Die Rückkehr der Machtpolitik

Auch die DVSI-Blitzumfrage macht deutlich, wie hart das politische Beben die deutsche Spielwarenbranche trifft. 46 % der Unternehmen erwarten eine komplette Neuordnung des Welthandels, 22 % glauben gar an das Ende der Globalisierung in ihrer bisherigen Form. Nur 37 % setzen auf ein baldiges Zurück zur Normalität. Die Mehrheit jedoch sieht Chaos statt Plan: 41 % nennen Trumps Politik „chaotisch“, 32 % „impulsiv“. Lediglich 7 % glauben an eine durchdachte Strategie. Diese Unsicherheit hat reale wirtschaftliche Folgen: 63 % der befragten Unternehmen rechnen mit einem Rückgang von Wohlstand und Arbeitsplätzen, 51 % mit weltweiter Inflation, 33 % sogar mit einer Rezession. Und die DVSI-Mitglieder stehen nicht alleine da. Eine Anfang Mai von der Vereinigung der Bayerischen Wirtschaft (vbw) vorgelegte Studie zum Wandel der Weltwirtschaftsordnung kommt zu dem Ergebnis, dass die liberale, multilaterale und regelbasierte Welthandelsordnung unter dem Dach der WTO zunehmend erodiert und durch Machtpolitik ersetzt wird. Eine Rückkehr zum Status quo der vergangenen Jahrzehnte, so die Autoren der Studie, sei unrealistisch.

Druck auf allen Seiten

In einer Branche, die auf funktionierende globale Lieferketten angewiesen ist, sorgen Zölle für große Unsicherheit.
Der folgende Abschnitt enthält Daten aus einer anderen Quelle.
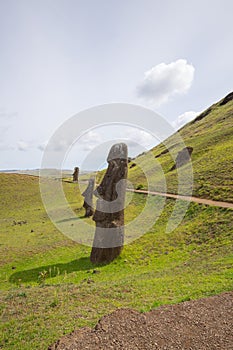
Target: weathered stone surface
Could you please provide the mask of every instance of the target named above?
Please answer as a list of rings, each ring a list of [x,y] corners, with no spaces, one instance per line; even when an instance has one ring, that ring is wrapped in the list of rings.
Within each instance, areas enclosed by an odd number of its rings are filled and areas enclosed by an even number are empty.
[[[124,143],[112,146],[107,158],[108,169],[94,191],[98,197],[93,216],[96,232],[90,256],[94,264],[111,262],[123,248],[127,158],[128,151]]]
[[[83,207],[85,208],[85,217],[90,217],[94,214],[93,210],[93,191],[95,187],[95,179],[90,179],[88,186],[85,191],[82,193],[84,197]]]
[[[180,168],[182,165],[188,163],[191,159],[191,154],[193,152],[192,147],[184,147],[180,152],[178,152],[176,157],[176,162],[171,168],[171,171]]]
[[[74,172],[73,172],[73,181],[74,182],[78,181],[78,174],[79,174],[79,167],[75,167]]]

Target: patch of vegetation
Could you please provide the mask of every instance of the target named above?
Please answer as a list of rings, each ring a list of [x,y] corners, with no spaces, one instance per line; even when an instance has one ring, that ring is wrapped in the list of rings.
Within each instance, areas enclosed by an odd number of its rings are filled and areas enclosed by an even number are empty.
[[[222,105],[221,101],[204,111],[195,121],[186,124],[178,132],[186,146],[193,147],[193,195],[220,201],[233,202],[233,101]],[[176,134],[166,140],[166,145],[154,147],[150,153],[155,157],[158,166],[152,164],[151,157],[144,153],[134,159],[147,170],[152,190],[164,191],[164,177],[167,192],[178,192],[177,170],[169,171],[174,165],[173,155],[177,155],[181,146],[177,143]],[[159,167],[162,171],[159,171]],[[181,171],[189,175],[189,167],[184,165]],[[147,180],[140,167],[129,168],[129,180],[135,188],[142,184],[147,187]],[[184,187],[184,192],[187,189]],[[182,193],[180,193],[182,194]],[[183,193],[185,194],[185,193]]]
[[[174,201],[167,200],[145,235],[126,245],[113,263],[97,268],[89,260],[90,247],[64,237],[50,222],[38,178],[0,174],[0,183],[0,348],[46,349],[63,334],[93,326],[117,307],[148,311],[232,289],[230,209],[191,203],[182,224],[167,233],[174,207]],[[82,186],[63,182],[79,217]],[[133,194],[126,223],[142,211],[147,198]],[[161,197],[150,200],[156,208]]]

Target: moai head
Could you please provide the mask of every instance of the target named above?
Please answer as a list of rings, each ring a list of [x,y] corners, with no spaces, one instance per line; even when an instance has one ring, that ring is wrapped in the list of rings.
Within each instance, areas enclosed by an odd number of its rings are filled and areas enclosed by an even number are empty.
[[[91,261],[95,264],[111,262],[123,248],[127,158],[128,151],[124,143],[113,145],[107,158],[108,169],[94,191],[98,200],[93,216],[96,232]]]

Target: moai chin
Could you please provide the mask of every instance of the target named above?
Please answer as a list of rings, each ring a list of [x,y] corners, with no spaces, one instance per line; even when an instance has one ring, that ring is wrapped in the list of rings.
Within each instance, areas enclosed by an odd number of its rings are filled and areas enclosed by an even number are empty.
[[[78,181],[78,174],[79,174],[79,167],[75,167],[73,172],[73,182]]]
[[[94,214],[93,210],[93,191],[95,187],[95,179],[90,179],[88,182],[88,186],[85,191],[82,193],[84,197],[83,207],[85,208],[85,217],[90,217]]]
[[[93,220],[95,237],[90,260],[94,264],[109,263],[124,245],[124,203],[128,173],[128,150],[124,143],[110,149],[108,168],[101,184],[94,191],[98,198]]]

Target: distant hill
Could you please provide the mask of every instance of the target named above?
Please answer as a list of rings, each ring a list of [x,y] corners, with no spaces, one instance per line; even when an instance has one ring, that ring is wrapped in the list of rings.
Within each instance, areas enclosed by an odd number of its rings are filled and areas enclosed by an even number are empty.
[[[186,124],[165,142],[150,152],[163,169],[157,172],[148,154],[139,155],[129,163],[129,180],[135,187],[147,188],[146,177],[138,164],[150,174],[153,189],[163,190],[165,176],[168,193],[177,193],[177,170],[171,153],[178,154],[179,134],[187,147],[193,149],[193,195],[202,198],[233,202],[233,93],[206,109],[193,121]],[[165,146],[166,145],[166,146]],[[182,172],[188,176],[188,165]]]

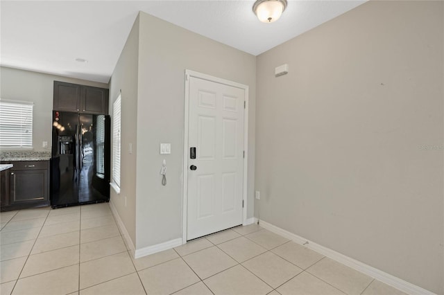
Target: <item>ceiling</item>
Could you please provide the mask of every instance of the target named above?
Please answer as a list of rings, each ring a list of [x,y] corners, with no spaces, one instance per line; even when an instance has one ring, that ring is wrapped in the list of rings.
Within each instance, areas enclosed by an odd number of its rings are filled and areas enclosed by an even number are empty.
[[[254,0],[1,0],[0,64],[108,83],[139,10],[257,55],[365,1],[289,0],[264,24]]]

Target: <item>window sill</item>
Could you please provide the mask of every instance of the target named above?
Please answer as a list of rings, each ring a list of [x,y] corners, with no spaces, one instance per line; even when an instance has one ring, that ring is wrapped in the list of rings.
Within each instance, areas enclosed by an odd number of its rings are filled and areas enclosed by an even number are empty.
[[[120,195],[120,188],[115,183],[111,182],[110,184],[110,186],[111,186],[114,190],[116,192],[117,195]]]

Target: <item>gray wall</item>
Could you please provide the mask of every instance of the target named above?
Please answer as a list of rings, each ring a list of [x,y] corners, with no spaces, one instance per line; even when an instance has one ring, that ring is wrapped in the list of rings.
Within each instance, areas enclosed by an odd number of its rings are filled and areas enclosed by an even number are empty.
[[[369,1],[259,55],[255,170],[257,217],[441,294],[443,19]]]
[[[253,216],[256,58],[141,12],[137,101],[137,248],[182,238],[185,70],[250,87],[248,217]],[[171,154],[160,155],[160,143]],[[166,160],[167,185],[159,174]]]
[[[0,97],[34,102],[33,148],[36,152],[51,152],[54,80],[108,88],[103,83],[0,67]],[[48,142],[48,148],[42,148],[43,141]]]
[[[139,62],[139,17],[130,32],[110,81],[110,114],[121,90],[120,194],[110,189],[110,202],[116,208],[134,245],[136,243],[136,149]],[[133,144],[133,153],[128,152]],[[112,144],[111,145],[112,146]],[[126,198],[126,205],[125,204]]]

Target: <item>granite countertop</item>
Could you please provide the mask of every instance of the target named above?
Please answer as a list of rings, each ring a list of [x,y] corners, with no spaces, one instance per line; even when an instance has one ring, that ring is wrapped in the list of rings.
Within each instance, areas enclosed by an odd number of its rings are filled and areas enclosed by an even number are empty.
[[[0,161],[48,161],[51,159],[50,152],[8,151],[0,152]]]
[[[12,168],[12,164],[0,164],[0,171],[6,170],[9,168]]]

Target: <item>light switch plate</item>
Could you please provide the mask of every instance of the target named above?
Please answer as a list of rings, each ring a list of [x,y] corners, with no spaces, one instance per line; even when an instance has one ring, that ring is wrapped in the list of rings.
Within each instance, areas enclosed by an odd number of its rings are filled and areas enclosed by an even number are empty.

Besonders Unternehmen mit mehr als 10 Mio. Euro Jahresumsatz sehen sich in ihren globalen Produktions-, Liefer- und Verkaufssystemen gefährdet (82 %). Bei kleineren Betrieben wiederum steht die Konsumzurückhaltung ganz oben auf der Sorgenliste (73 %). Der Druck durch Inflation und steigende Rohstoffkosten betrifft alle – mittelgroße Unternehmen bewerten diese Entwicklung als besonders kritisch (75 %). Gleichzeitig stellt sich die Frage: Wie kann man dem etwas entgegensetzen? Können bilaterale Kooperationen mit vielen verschiedenen Staaten und Wirtschaftsräumen sowie hoher außenwirtschaftlicher Offenheit und ein noch stärker integrierter EU-Binnenmarkt helfen, dass sich das wirtschaftliche Schwergewicht EU resilienter aufstellt, wie man beim vbw glaubt? Fest steht: So, wie sich Europa sicherheitspolitisch neu aufstellen muss, so muss es auch wirtschaftspolitisch neue Wege gehen.

Strategisch gegensteuern

Die Mehrheit setzt auf europäische Lösungen: 51 % wollen ihr Engagement im EU-Binnenmarkt stärken, 37 % suchen strategische Allianzen, 36 % neue Märkte. Besonders internationale Unternehmen setzen zusätzlich auf professionelles Risikomanagement und diversifizierte Lieferketten. Auffällig ist auch, was die Branche nicht will: Trumps erklärtes Ziel, Produktionen in die USA zu holen, verfängt nicht – nur 4 % der Befragten halten das für realistisch. Selbst die Verlagerung in andere internationale Regionen kommt nur für 10 % infrage.  Kleine Unternehmen reagieren oft mit Fokussierung: schlankere Sortimente, mehr Beratungskompetenz, bessere Kundenbindung. Mittelständler investieren in Einkaufseffizienz, digitale Lösungen und flexible Strukturen. Die Großen nutzen ihre Ressourcen, um sich global breiter aufzustellen – mit neuen Märkten, angepassten Produkten und einer deutlich robusteren Logistik.

Erwartungen an Europa

Klar wird auch: Die Branche fordert politische Rückendeckung. 72 % der Befragten wünschen sich ein stärkeres Eintreten für europäische Interessen, 60 % sprechen sich für neue Freihandelsabkommen aus. Fast die Hälfte (49 %) plädiert für Schutzmaßnahmen gegen unfaire Handelspraktiken. 53 % würden sogar Digitalzölle auf große US-Tech-Konzerne befürworten. Ob ein Weiterdrehen an der Zollschraube zur Deeskalation führt, bleibt fraglich – wie das Beispiel des amerikanisch-chinesische Handelskonflikts zeigt. Hinzu kommt eine neue Sorge, dass 74 % der Befragten glauben, dass China als Reaktion auf die US-Zölle Europa mit Billigexporten überschwemmen könnte – ein Szenario, das besonders Modellbau- und Zubehörhersteller alarmiert (89 %). Bereits 2024 warnte der DVSI vor Plattformen wie TEMU oder SHEIN – jetzt bekommen diese Warnungen neue Brisanz.